One hundred and twenty seven varus osteoarthritic knees (87 patients) undergoing TKA from June 2004 to March 2006 were included (72 women and 15 men, mean age 74.4 years). All operations were performed with Vanguard PS, Biomet (Warsaw, IN U.S.A.). The position of femoral component was determined using a modified Ranawat block (Equiflex) to obtain the rectangular flexion gap equal to extension gap. This instrument uses the balanced soft tissue sleeve in extension as a guide to create a balanced flexion gap. The flexion gap asymmetry after TKA was evaluated as the angle between the posterior condylar axis (PCA) and the tibial cutting line (TCL) by axial radiography of the distal femur. (Tokuhara et. al., JBJS (88-B), 2006). Briefly, axial radiography of the distal femur of flexed knee was obtained with a 1.5kg distraction force in ankle joint. This technique led to clear visualization of the asymmetry of the flexion gap. Femoral component rotation was evaluated using pre- and post-operative axial radiography of the distal femur (Kanekasu et. al., CORR (434), 2005). Condylar twist angle (CTA) is the angle between the CEA and the PCA. The rotational position femoral component relative to the PCA was calculated by subtracting post-operative CTA from pre-operative CTA. In addition, the thicknesses of resected bone from the lateral and medial posterior femoral condyles were measured.

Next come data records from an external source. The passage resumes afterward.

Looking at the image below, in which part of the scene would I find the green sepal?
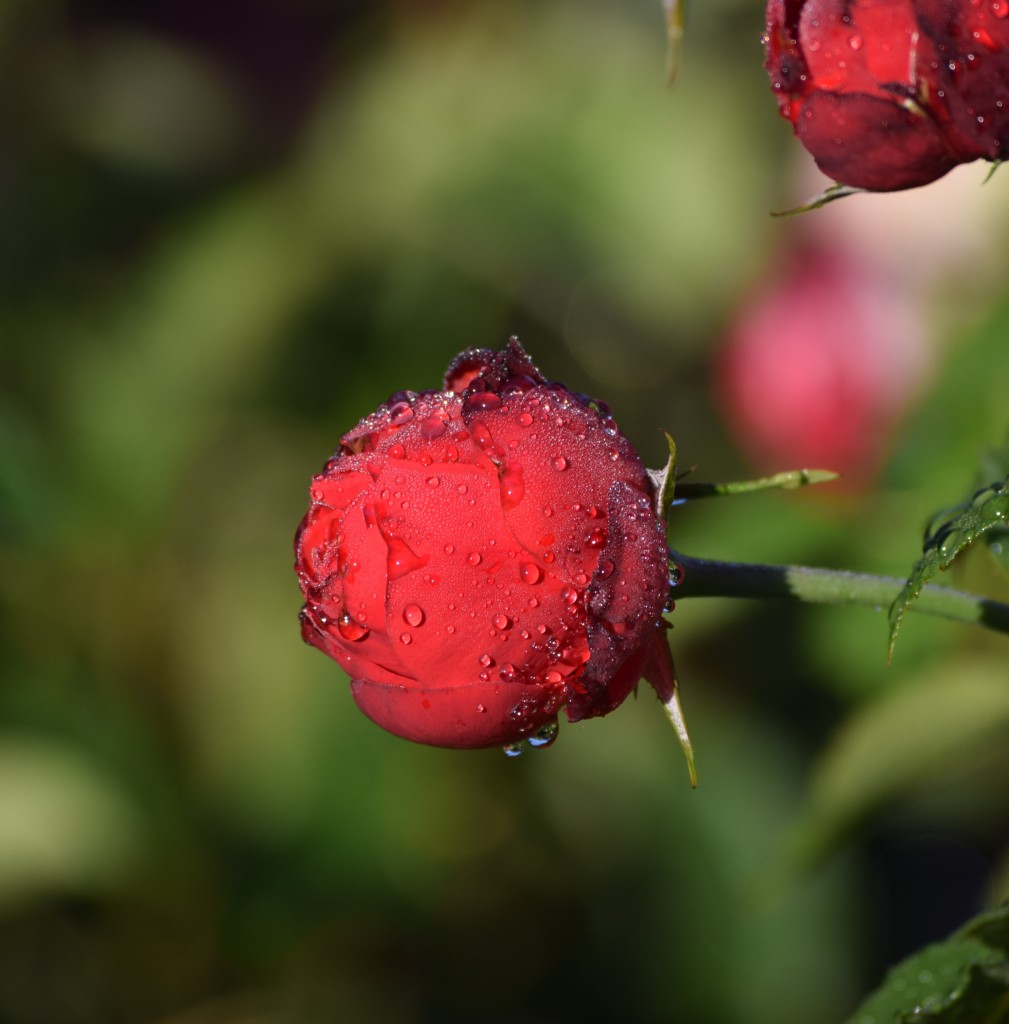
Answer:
[677,469,841,499]
[771,182,867,217]
[645,431,676,522]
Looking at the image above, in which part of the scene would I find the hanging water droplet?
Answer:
[528,719,560,750]
[403,604,424,627]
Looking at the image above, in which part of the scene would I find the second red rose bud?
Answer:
[764,0,1009,191]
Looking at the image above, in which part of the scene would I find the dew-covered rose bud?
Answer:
[764,0,1009,191]
[295,339,674,748]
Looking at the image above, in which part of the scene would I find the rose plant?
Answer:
[295,338,675,748]
[764,0,1009,191]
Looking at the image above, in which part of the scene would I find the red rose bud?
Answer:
[295,339,675,748]
[764,0,1009,191]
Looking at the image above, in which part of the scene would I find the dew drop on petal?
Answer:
[336,611,371,642]
[420,416,446,441]
[403,604,424,626]
[462,391,501,411]
[518,562,543,586]
[389,401,414,427]
[528,719,560,750]
[501,462,525,512]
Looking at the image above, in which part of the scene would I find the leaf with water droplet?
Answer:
[847,904,1009,1024]
[888,468,1009,657]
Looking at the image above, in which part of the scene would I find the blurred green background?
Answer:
[0,0,1009,1024]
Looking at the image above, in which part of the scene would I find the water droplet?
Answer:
[389,401,414,427]
[383,530,428,580]
[518,562,543,586]
[336,611,371,642]
[462,391,501,411]
[403,604,424,626]
[529,719,560,750]
[501,462,525,512]
[420,416,446,441]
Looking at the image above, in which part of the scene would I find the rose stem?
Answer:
[670,552,1009,633]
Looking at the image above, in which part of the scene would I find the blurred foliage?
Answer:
[0,0,1009,1024]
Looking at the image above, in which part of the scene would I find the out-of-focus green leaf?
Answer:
[799,659,1009,859]
[848,904,1009,1024]
[979,440,1009,572]
[0,736,143,905]
[889,477,1009,654]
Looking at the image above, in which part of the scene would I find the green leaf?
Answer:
[797,657,1009,864]
[847,904,1009,1024]
[888,477,1009,657]
[645,434,676,522]
[677,469,841,499]
[771,182,866,217]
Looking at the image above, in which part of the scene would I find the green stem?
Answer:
[670,552,1009,633]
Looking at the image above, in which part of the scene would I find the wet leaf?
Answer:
[847,904,1009,1024]
[889,477,1009,657]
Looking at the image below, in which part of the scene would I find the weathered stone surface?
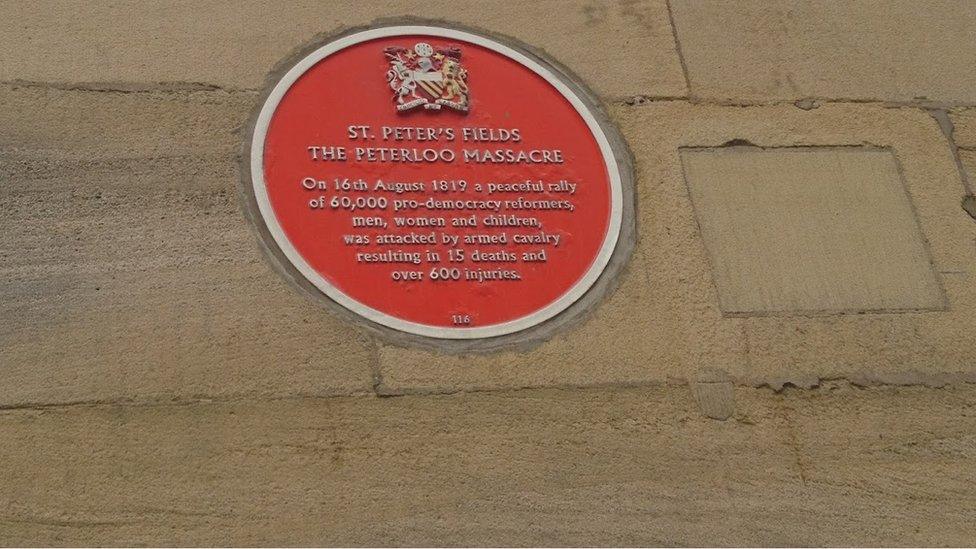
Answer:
[380,101,976,393]
[681,147,946,315]
[949,109,976,149]
[0,386,976,546]
[671,0,976,104]
[0,88,375,405]
[0,0,685,97]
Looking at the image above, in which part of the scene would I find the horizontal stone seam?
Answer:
[0,80,261,95]
[609,95,976,110]
[7,80,976,110]
[0,374,976,415]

The asymmetry of the flexion gap was 1.6±2.4° with slight laxity in the lateral side. The average amount of external rotation of the femoral component relative PCA was on 6.2 ±2.5°. The thickness of resected bone from the posterior lateral and medial condyles were 4.7 ± 2.1 mm and 8.6 ±2.1 mm respectively.

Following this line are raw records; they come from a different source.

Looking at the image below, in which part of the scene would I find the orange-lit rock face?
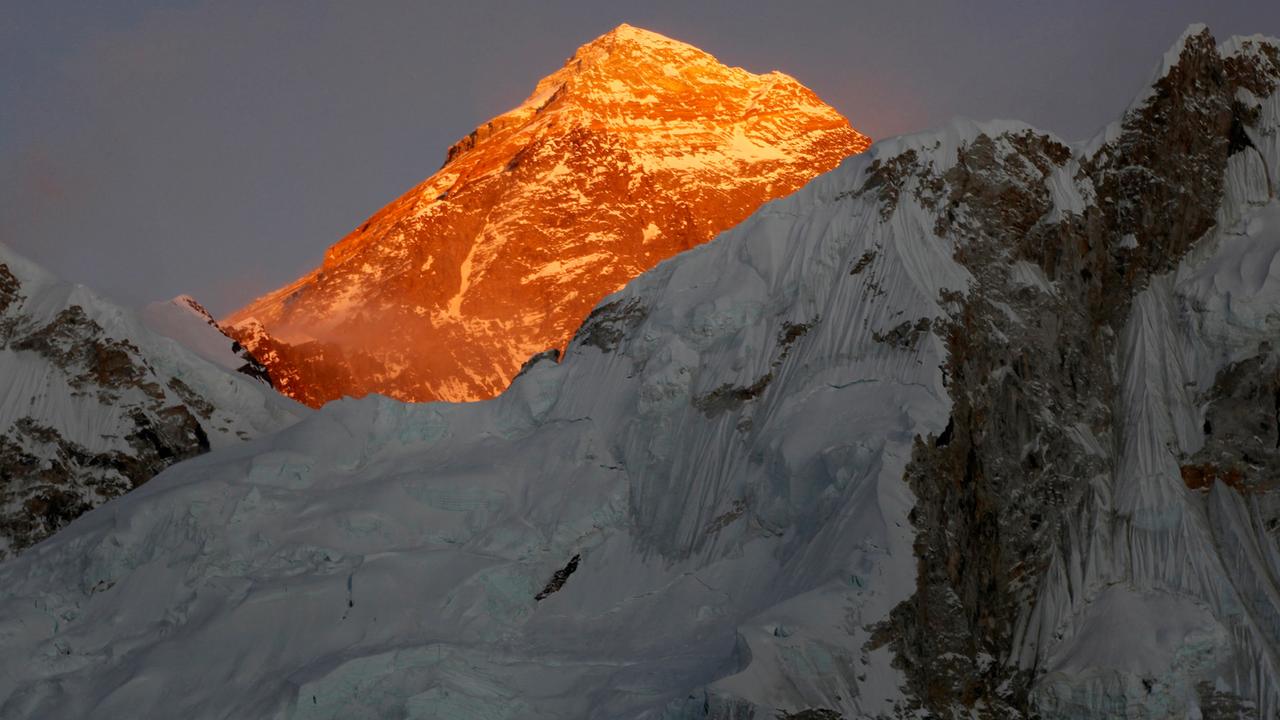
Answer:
[228,26,869,405]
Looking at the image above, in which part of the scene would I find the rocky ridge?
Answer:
[0,27,1280,720]
[225,24,869,406]
[0,246,303,559]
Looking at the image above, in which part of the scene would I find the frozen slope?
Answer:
[0,246,306,557]
[0,120,977,719]
[0,28,1280,720]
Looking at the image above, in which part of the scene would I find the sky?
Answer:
[0,0,1280,315]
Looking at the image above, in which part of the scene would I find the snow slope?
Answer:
[0,22,1280,719]
[0,246,306,557]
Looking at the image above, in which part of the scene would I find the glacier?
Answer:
[0,28,1280,720]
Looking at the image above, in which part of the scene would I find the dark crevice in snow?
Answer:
[534,555,582,600]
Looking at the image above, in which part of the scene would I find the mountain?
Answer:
[142,295,275,387]
[0,245,306,559]
[0,27,1280,720]
[227,24,869,406]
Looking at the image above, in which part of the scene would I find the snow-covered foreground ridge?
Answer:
[0,245,306,559]
[0,28,1280,719]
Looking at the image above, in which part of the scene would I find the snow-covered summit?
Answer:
[0,22,1280,720]
[227,26,869,405]
[0,245,305,557]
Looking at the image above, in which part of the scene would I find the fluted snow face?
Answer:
[0,25,1280,719]
[0,120,968,717]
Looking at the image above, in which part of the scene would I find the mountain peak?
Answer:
[229,24,870,404]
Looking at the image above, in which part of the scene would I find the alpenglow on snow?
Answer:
[0,27,1280,720]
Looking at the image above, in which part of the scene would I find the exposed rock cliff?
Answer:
[229,26,869,406]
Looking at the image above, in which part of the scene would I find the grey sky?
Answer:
[0,0,1280,314]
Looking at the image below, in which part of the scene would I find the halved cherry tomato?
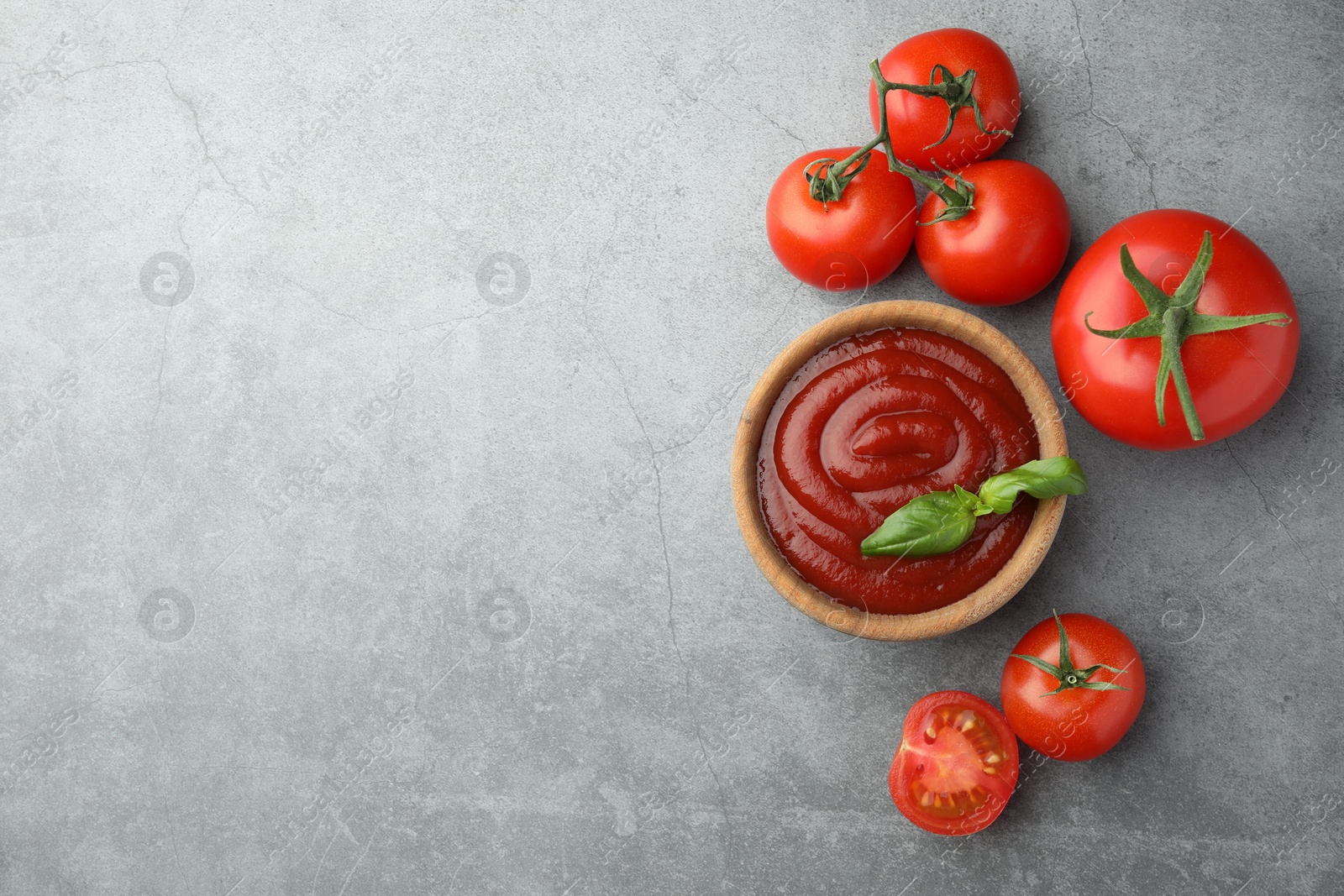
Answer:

The results of this study have shown that, for a well-balanced flexion gap, femoral component should be excessively rotated by 3 degrees compared to current recommendation (Parallel to SEA) As for the AP position, the average amount of medial bone resection is equal to the implant thickness (9 mm). This information is useful for the modification of measured resection technique to obtain rectangular flexion gap.